Il nuovo volto del Salone: il BookTok
Il mondo dei creator letterari sta acquisendo sempre più spazio all’interno delle grandi manifestazioni culturali. Tra contenuti social, storytelling e condivisione della passione per la lettura, il legame tra editoria e digitale appare oggi più forte che mai.
La torre dei libri: simbolo immancabile del Salone
Tra le tappe obbligatorie della visita non poteva mancare la tradizionale foto con la celebre torre di libri, diventata ormai uno dei simboli più riconoscibili del Salone del Libro.
Un’installazione iconica che ogni anno attira migliaia di visitatori e rappresenta perfettamente lo spirito dell’evento: un luogo dove storie, immaginazione e cultura si intrecciano in un’unica grande esperienza condivisa e dove fare foto ricordo
Tra gli ospiti l’autrice A.B. Poranek
Quest’anno è stata presente anche A.B. Poranek, autrice di Where the Dark Stands Still, pubblicato in Italia da Il Castoro. La sua scrittura poetica e immersiva ha conquistato moltissimi lettori fantasy.
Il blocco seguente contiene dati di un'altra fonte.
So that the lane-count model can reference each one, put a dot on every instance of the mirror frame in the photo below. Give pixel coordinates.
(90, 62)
L’autrice ha incontrato i fan al firmacopie, e si poteva partecipare al firmacopie in modo molto semplice: la casa editrice ha dato un blocchetto su cui scrivere il proprio nome affinchè l’autrice lo potesse riportare nella dedica, e questi rappresentano sicuramente dei momenti memorabili nella visita al Salone, un incontro che conferma quanto il contatto diretto tra autori e pubblico resti uno degli aspetti più autentici e coinvolgenti del Salone.
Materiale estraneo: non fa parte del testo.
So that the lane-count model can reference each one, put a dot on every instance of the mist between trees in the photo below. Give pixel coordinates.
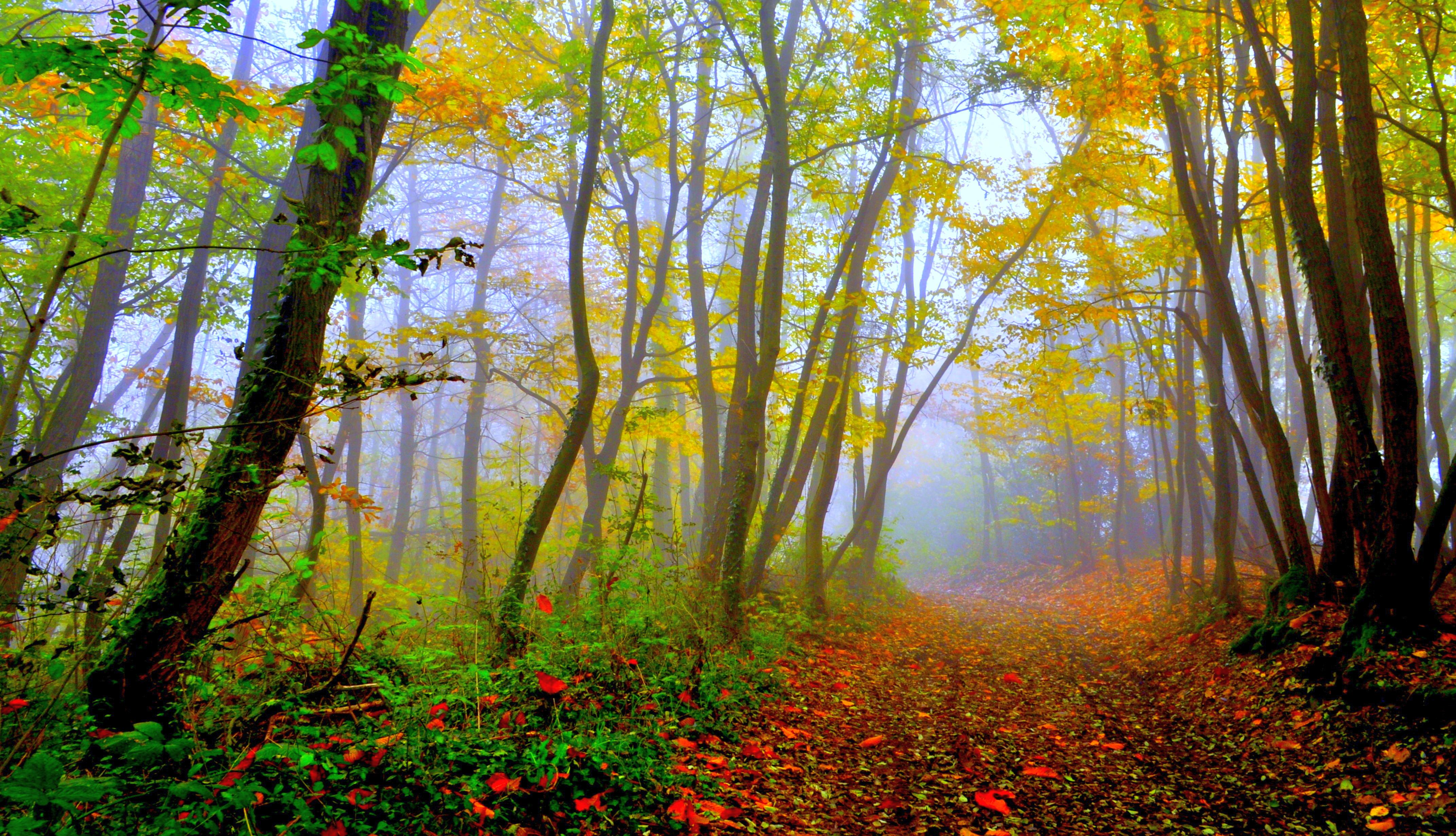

Tra gadget e installazioni immersive
Non solo libri: il Salone è anche scoperta di brand creativi e spazi esperienziali. Immancabile una tappa da Legami Milano per articoli di cancelleria di ogni genere. Grande impatto anche per l’area firmata Audible Italia, che ha proposto un’esperienza immersiva, perfetta per scattare fotografie suggestive e vivere per qualche minuto un vero e proprio viaggio nel tempo.
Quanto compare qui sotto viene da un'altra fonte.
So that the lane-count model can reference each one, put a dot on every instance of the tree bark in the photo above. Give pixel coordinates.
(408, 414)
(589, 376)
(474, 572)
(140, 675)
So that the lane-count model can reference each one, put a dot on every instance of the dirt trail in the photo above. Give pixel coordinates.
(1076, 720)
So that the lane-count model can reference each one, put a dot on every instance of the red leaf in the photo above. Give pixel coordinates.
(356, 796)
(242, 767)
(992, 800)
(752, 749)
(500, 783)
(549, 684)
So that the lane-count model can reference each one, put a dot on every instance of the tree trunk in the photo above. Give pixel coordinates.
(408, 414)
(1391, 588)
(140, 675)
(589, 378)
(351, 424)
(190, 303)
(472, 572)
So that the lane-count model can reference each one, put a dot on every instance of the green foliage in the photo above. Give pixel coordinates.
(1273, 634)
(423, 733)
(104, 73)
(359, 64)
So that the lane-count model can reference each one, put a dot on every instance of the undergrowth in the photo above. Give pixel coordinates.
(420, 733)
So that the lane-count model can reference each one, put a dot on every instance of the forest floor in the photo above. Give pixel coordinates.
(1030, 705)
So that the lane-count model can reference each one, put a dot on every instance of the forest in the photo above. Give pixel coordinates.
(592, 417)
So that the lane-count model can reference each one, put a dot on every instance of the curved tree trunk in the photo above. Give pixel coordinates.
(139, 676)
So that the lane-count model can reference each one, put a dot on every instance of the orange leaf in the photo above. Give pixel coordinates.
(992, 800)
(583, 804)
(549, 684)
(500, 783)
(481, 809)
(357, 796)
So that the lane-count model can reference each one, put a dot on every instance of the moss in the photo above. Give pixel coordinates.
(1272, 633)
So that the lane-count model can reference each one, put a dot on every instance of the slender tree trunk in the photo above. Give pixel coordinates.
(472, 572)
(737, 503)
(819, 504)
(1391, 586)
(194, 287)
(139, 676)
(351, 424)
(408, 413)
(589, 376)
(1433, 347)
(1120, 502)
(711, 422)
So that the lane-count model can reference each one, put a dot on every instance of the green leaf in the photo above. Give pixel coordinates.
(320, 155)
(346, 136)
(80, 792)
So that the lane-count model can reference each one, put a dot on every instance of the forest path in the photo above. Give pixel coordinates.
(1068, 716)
Un evento che continua a crescere
Il Salone del Libro continua a evolversi anno dopo anno, diventando sempre più un punto d’incontro tra editoria tradizionale, creator digitali e nuove generazioni di lettori.
Dopo questa esperienza, la domanda nasce spontanea: cosa riserverà il prossimo anno? Se il percorso continua in questa direzione, il futuro promette traguardi ancora più grandi, nuove collaborazioni e tante altre storie da raccontare.